According to Pangaro, Linitz’s proposal stood out for both its intellectual rigor and clarity of communication.

“The proposal is so well-crafted, thought through, and articulated with clear concerns about the current situation in regard to HIV testing,” Pangaro said. “The jury appreciated the maturity of the proposal, which was very achievable and not exclusively reliant on any particular technology. Cybernetic methods were well integrated into defining and designing the project, and the overall documentation was coherent and persuasive.”

“The Pangaro Cybernetics Prize is an interdisciplinary award that recognizes the interconnectedness of knowledge and how we can ethically act in the world,” added Professor and Head of the School of Architecture Omar Khan. “Danny's project is an excellent reflection of the different modes of design necessary to address wicked challenges.”

Linitz believes the project’s strength came from its careful visual and written communication—an approach deeply shaped by his education at the School of Design.

“I think that my project stood out in the competition because of its clarity and visual communication,” he said. “I spent a great deal of time thinking through every map, sketch, and diagram I made for my submission so that the reader could properly understand the ideas I proposed.”

Image
A sketch form Danny Linitz's Cybernetics proposal

He credits foundational coursework in visual communication, systems thinking, and interdisciplinary study for helping him approach healthcare design challenges with both analytical depth and empathy.

“The School of Design’s focus on systems thinking was essential to my understanding for this project,” Linitz said. “We learn about system mapping in Design Studies and are exposed to ideas around ‘wicked’ challenges from Transition Design, which I grappled with in the proposal.”

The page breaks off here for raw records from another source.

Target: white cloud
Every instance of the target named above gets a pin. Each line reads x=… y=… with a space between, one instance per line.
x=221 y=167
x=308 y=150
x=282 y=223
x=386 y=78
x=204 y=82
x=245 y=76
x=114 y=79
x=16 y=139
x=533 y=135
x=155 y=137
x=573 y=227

Pangaro noted that the School of Design’s emphasis on systemic complexity and cross-disciplinary collaboration creates an environment where projects like Linitz’s can thrive.

“Cybernetics is an excellent complement to the tradition of Transition Design in SoD,” Pangaro said. “Together they create a fertile environment of discourse that can support designers who are passionate about increasing human agency in the face of the wicked challenges of the age.”

This year’s submissions to the Pangaro Cybernetics Prize spanned topics including neighborhood systems, healthcare, environmental justice, and the integration of generative AI into collaborative design processes, with entries from students across Architecture, Design, Information Systems, and the Tepper School of Business.